17 - Saliente-se, por oportuno, que a permanência não pressupõe a exposição contínua ao
agente nocivo durante toda a jornada de trabalho, guardando relação com a atividade
desempenhada pelo trabalhador. Pacífica a jurisprudência no sentido de ser dispensável a
comprovação dos requisitos de habitualidade e permanência à exposição ao agente nocivo para
atividades enquadradas como especiais até a edição da Lei nº 9.032/95, visto que não havia tal
exigência na legislação anterior.
18 - Especificamente quanto ao reconhecimento da exposição ao agente nocivo ruído, por
demandar avaliação técnica, nunca prescindiu do laudo de condições ambientais.
19 - Considera-se insalubre a exposição ao agente ruído acima de 80dB, até 05/03/1997; acima
de 90dB, no período de 06/03/1997 a 18/11/2003; e superior a 85 dB, a partir de 19/11/2003.
20 - O Perfil Profissiográfico Previdenciário (PPP), instituído pela Lei nº 9.528/97, emitido com
base nos registros ambientais e com referência ao responsável técnico por sua aferição,
substitui, para todos os efeitos, o laudo pericial técnico, quanto à comprovação de tempo
laborado em condições especiais.
21 - Saliente-se ser desnecessário que o laudo técnico seja contemporâneo ao período em que
exercida a atividade insalubre. Precedentes deste E. TRF 3º Região.
22 - A desqualificação em decorrência do uso de EPI vincula-se à prova da efetiva
neutralização do agente, sendo que a mera redução de riscos e a dúvida sobre a eficácia do
equipamento não infirmam o cômputo diferenciado.
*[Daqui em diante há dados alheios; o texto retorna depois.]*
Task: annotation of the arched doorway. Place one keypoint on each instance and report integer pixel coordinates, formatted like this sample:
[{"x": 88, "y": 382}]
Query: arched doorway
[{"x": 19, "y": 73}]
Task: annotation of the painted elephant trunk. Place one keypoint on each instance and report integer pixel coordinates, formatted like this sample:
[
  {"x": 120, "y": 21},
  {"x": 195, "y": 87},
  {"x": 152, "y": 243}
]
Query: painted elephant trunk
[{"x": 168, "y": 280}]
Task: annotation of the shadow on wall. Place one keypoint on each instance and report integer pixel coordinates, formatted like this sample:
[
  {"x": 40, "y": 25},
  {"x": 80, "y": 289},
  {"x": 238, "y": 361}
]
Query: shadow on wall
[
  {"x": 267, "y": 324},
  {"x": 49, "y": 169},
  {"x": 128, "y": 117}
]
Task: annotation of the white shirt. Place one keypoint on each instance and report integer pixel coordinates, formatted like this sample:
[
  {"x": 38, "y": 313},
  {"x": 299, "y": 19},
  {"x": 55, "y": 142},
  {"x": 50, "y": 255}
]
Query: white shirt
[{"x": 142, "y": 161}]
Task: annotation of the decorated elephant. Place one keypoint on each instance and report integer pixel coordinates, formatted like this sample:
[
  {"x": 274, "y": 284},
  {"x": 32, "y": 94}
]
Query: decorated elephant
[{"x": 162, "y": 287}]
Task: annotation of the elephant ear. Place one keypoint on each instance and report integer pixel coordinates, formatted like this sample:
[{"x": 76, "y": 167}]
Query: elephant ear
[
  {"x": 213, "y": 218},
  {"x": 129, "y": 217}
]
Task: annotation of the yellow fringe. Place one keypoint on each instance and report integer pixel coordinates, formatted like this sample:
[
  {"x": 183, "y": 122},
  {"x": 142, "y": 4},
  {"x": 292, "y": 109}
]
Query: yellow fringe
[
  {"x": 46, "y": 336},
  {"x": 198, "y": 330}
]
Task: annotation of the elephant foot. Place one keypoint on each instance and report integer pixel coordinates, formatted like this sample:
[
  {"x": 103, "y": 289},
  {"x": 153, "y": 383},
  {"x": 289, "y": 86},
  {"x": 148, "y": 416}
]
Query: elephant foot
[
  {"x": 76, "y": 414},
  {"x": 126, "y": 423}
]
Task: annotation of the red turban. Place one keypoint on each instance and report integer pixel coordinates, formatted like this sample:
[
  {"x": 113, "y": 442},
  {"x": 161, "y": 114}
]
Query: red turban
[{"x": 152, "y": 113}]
Cabe ressaltar, também, que a tese
consagrada pelo C. STF excepcionou o tratamento conferido ao agente agressivo ruído, que,
ainda que integralmente neutralizado, evidencia o trabalho em condições especiais.
23 - Vale frisar que a apresentação de laudos técnicos de forma extemporânea não impede o
reconhecimento da especialidade, eis que de se supor que, com o passar do tempo, a evolução
da tecnologia tem aptidão de redução das condições agressivas. Portanto, se constatado nível
de ruído acima do permitido, em períodos posteriores ao laborado pela parte autora, forçoso
concluir que, nos anos anteriores, referido nível era superior.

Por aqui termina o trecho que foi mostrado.